Stackoverflow, a programmer's best friend. Well, if you get an answer, and if it is a useful one.
We will perform a data analysis on the StackOverflow dataset to find out how you can best formulate your question. We aim to find features that will help you get a resolution as quick as possible. Features will be ordinal and categorical, taken from the literal dataset values and but also from some custom NLP. Let's make some Stackoverflow clickbait 😎
The https://archive.org/download/stackexchange dataset is uploaded to an HDFS. convert_dataset.py
converts the xml dataset into a .parquet file that is already partitioned. This way, loading is a lot faster.
Parquet structures of all generates file can be found at https://github.com/WeersProductions/resolverflow/blob/master/dataFramePreviews.md .
The project is divided into three folders:
- features
- analysis
- analysis/local
- util
Responsible for collecting features from the big data set of StackOverflow. Uses spark to fetch the features. Each file contains a group of features and can be spark-submitted on its own to gather these features.
However, to run all features at once and combine them into one resulting dataset, run_all.py
can be used. Users can define what feature groups should be extracted and it will combine those automatically.
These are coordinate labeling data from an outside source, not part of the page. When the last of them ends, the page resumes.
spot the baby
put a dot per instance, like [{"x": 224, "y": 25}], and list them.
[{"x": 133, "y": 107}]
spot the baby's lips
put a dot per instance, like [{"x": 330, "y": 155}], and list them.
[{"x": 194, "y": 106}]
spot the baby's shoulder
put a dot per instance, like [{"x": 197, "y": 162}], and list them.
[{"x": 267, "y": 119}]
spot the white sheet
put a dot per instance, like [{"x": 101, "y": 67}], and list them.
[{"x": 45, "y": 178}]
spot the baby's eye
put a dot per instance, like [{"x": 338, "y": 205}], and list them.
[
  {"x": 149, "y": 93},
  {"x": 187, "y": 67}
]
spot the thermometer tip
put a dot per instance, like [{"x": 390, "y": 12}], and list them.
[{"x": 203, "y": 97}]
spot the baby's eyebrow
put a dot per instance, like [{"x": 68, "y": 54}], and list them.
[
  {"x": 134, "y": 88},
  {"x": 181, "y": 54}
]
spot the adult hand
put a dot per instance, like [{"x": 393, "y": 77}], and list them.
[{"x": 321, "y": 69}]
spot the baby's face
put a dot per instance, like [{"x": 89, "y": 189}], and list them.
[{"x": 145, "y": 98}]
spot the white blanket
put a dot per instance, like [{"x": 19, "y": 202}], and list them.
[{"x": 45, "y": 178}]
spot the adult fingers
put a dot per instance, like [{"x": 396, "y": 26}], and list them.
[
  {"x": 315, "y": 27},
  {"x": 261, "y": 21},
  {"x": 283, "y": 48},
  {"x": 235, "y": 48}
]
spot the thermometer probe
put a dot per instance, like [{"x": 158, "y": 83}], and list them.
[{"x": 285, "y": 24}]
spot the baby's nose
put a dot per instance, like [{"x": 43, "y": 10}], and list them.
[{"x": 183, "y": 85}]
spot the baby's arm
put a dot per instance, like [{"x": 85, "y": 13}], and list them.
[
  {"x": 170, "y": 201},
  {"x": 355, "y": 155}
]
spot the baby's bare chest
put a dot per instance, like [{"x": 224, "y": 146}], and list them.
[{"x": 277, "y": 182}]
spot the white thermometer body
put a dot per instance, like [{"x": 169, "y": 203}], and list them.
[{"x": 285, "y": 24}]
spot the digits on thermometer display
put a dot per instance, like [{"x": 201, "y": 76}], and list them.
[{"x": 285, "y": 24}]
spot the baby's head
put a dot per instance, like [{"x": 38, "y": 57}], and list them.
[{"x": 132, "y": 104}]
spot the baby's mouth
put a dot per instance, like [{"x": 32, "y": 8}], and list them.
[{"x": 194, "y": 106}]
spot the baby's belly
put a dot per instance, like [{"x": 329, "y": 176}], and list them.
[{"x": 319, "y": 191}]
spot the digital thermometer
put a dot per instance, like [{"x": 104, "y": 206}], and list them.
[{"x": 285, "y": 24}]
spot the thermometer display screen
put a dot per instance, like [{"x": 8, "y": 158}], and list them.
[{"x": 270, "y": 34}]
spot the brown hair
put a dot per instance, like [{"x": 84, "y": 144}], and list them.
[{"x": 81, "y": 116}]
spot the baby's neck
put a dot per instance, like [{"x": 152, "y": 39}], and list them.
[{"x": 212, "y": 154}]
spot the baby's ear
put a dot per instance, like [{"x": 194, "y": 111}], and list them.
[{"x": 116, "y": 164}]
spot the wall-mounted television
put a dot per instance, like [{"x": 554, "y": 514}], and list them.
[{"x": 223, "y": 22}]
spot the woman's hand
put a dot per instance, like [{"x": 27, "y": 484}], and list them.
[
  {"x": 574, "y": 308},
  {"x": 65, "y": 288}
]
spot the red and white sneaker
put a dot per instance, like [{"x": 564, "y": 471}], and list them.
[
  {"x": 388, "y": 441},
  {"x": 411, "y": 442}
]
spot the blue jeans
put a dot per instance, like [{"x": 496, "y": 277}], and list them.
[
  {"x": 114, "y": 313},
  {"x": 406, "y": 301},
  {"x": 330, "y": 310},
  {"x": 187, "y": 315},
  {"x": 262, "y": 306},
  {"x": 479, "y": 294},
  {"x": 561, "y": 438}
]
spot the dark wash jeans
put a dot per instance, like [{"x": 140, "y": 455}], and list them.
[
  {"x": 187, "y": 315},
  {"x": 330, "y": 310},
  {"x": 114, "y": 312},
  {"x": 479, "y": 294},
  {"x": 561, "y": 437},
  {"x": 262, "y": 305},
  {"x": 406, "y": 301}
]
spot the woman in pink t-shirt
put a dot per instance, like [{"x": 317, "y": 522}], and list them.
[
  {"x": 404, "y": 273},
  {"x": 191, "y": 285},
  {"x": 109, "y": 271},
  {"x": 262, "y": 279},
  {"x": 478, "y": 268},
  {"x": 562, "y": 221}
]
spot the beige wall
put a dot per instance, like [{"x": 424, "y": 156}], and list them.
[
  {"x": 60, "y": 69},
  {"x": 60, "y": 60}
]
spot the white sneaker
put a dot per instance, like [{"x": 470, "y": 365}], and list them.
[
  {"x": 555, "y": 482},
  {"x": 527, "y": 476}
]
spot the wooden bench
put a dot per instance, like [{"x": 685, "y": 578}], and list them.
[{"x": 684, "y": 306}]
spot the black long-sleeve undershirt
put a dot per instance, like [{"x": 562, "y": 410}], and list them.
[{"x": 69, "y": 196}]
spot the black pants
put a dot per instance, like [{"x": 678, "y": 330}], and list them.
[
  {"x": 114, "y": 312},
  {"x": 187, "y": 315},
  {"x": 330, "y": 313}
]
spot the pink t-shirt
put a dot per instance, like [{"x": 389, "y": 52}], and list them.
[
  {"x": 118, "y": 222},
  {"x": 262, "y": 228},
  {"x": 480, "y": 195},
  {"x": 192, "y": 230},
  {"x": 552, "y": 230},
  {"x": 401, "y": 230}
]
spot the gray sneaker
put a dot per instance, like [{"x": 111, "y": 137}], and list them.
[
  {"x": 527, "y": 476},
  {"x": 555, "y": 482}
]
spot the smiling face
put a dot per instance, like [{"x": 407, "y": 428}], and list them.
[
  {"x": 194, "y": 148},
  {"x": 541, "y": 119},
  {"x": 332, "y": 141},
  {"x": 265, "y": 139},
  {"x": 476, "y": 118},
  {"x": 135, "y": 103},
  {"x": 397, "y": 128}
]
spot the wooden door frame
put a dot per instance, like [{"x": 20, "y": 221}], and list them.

To add a feature, create a new file and add your function definition. It should receive a spark
context that can be used to interact with the Spark cluster. This method should return a dataframe at least one column: _Id
. _Id
is the Id of the post. Note: if you are using PostHistory.parquet as a source for data, be sure to use _PostId
and rename the column to _Id
.
Responsible for analyzing the features after feature collection has been done. This reads from a output_stackoverflow.parquet
file which contain the extracted features.
- correlation.py
Calculates the correlation between a feature and the label. - decision_tree.py
Contains code to train and evaluate a decision tree (whether as classifier or regressor). Features that should be used can be selected. - swashbuckler.py
Bucketizes the input to be used for graphs. - vif.py
Used to remove features that have a too high VIF. Calculates the vif of pairs of features and also calculates the VIF while removing a single feature from all features.
To be run on a local machine. This uses .pickle files (small data) and can generate plots.
- qq_plots_plot.py Generates qq plots for features. Different distributions can be plotted against a feature.
- swashbuckler_plot.py Generates histograms of a feature for both resolved and unresolved questions.
Utility scripts. Used to e.g. convert parquet files to pickle files, or to join several .parquet files together into a single .parquet file.